Aliovalent defects are extremely effective in manipulating charge transport and atomic vibrational properties for thermoelectric enhancements. Electronic performance of thermoelectrics is optimized at a reduced Fermi level of ∼0.3, which causes the optimal carrier concentration (n_opt) to be strongly temperature dependent. This motivates a dynamic doping approach for electronic enhancements through an increase with temperature of solubility of aliovalent dopants. In addition, the defects could simultaneously act as scattering sources of phonons for reducing the lattice thermal conductivity. These effects are illustrated in this work by the temperature-dependent excess Cu solubility in n-PbTe_0.75Se_0.25 thermoelectrics, in which both carriers and dislocations are induced for regulating the electronic and phononic transport properties for a realization of an extraordinary thermoelectric figure of merit.

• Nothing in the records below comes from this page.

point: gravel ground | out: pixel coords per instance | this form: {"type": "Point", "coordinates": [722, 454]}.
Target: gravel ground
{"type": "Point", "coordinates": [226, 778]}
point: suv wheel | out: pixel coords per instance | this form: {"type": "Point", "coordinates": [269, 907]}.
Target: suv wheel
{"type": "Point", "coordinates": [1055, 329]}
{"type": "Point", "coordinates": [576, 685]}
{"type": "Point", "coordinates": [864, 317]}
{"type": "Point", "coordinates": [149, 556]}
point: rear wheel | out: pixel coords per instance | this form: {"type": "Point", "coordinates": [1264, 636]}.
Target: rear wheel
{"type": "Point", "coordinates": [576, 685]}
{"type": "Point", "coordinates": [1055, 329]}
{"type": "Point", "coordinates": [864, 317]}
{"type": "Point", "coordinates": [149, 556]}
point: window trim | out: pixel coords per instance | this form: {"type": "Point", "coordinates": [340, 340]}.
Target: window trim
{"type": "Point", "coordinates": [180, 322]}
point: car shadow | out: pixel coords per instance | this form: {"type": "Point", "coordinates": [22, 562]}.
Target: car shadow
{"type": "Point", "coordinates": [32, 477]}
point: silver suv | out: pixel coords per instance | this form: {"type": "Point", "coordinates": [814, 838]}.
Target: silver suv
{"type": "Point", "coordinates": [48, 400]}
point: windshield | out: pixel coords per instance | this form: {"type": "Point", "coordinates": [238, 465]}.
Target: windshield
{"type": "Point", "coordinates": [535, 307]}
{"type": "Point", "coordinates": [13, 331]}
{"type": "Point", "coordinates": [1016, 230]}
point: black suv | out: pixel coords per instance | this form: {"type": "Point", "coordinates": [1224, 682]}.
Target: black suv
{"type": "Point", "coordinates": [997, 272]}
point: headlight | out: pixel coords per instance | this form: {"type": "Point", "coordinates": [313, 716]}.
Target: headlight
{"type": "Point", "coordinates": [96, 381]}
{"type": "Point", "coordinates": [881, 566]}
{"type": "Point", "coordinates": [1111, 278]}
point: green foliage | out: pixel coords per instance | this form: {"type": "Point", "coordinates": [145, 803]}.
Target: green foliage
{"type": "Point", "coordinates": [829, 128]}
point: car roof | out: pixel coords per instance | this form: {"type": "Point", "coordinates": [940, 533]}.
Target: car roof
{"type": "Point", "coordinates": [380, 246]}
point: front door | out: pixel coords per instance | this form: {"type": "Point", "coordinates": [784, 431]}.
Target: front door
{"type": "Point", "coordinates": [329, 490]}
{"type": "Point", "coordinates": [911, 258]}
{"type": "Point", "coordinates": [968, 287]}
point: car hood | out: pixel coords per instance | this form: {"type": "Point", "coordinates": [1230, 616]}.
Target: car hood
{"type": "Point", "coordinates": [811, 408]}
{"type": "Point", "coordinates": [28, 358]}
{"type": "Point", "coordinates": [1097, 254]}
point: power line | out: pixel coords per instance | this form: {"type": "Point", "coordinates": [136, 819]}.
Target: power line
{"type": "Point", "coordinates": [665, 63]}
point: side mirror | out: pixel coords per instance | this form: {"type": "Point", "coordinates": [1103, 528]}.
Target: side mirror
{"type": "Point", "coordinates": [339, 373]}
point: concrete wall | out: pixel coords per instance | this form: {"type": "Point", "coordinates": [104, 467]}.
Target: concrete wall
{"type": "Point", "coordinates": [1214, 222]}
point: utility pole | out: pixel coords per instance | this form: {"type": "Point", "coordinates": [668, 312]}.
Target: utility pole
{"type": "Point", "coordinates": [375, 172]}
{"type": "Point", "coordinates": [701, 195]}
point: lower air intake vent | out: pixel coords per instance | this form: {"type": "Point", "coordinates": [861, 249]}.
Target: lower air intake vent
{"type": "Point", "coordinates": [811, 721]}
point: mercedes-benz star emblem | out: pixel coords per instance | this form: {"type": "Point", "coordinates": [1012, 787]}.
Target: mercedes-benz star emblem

The resultant defect structures and temperature gradient doping effects (for aliovalent solutes) could in principle open extra possibilities for optimizing charge and phonon transport properties in thermoelectrics.

铝价缺陷在控制电荷传输和原子振动特性以提高热电性能方面极为有效。在降低的费米能级（〜0.3）时优化了热电学的电子性能，这导致最佳载流子浓度（n _opt）与温度密切相关。通过随着铝价掺杂剂的溶解度的增加而增加了电子增强的动态掺杂方法。另外，这些缺陷可以同时充当声子的散射源，以降低晶格的热导率。这些作用通过温度依赖的过量Cu在n-PbTe _0中的溶解度来说明_。75 Se _{0 。25}热电学，通过感应载流子和位错来调节电子和声子的传输特性，以实现非凡的热电性能。所得的缺陷结构和温度梯度掺杂效应（对于铝价溶质而言）原则上可以为优化热电中的电荷和声子传输特性开辟额外的可能性。